Least-privilege integrations
Fern uses OAuth and read-oriented integration access where possible. Integration copy should explain why each requested permission exists before a customer connects a source.
Security
Fern handles Slack messages, emails, meetings, calendar events, and client context. Our security posture is built around least privilege, tenant isolation, audited access, and a clear separation between raw processing data and durable client intelligence.
Fern uses OAuth and read-oriented integration access where possible. Integration copy should explain why each requested permission exists before a customer connects a source.
Customer data is scoped by organization IDs throughout the application. We are hardening direct database policies and API routes so every sensitive query is explicitly organization-scoped.

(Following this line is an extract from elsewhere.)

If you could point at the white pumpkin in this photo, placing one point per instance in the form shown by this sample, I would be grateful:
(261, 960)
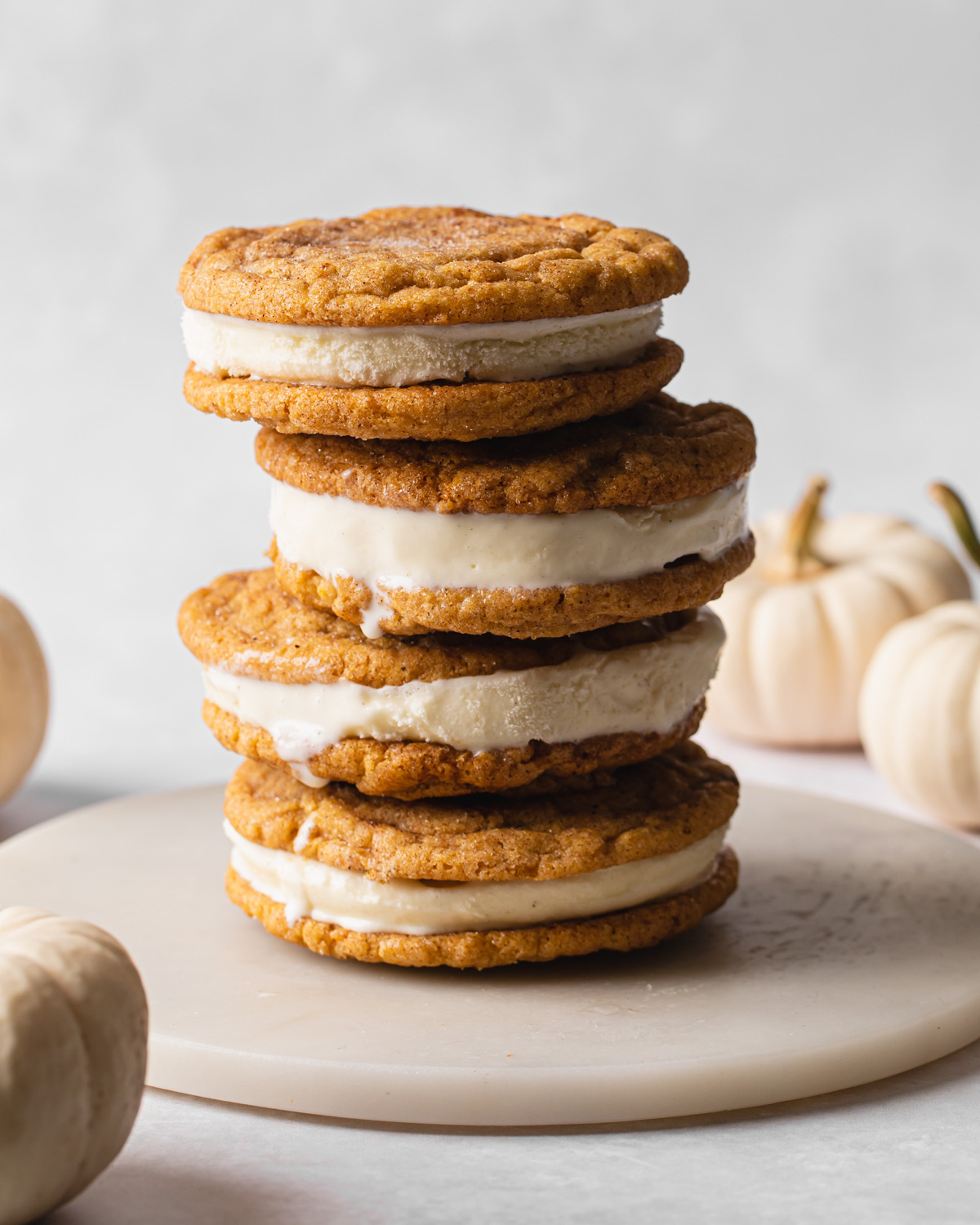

Traffic uses TLS in transit, Supabase stores data encrypted at rest, and integration credentials are stored through WorkOS Vault rather than as plaintext application records.
Fern uses enterprise AI APIs for classification and summarization. We are verifying gateway-level data retention terms and adding provider-specific no-training/zero-retention controls wherever supported.
The architecture direction is an encrypted, short-lived processing buffer plus a processing ledger. Persistent product value should live in structured intelligence, not raw unrelated conversations.
Admins can disconnect integrations and request deletion today. Self-serve deletion, export, retention controls, support access grants, and audit logs are part of the active trust roadmap.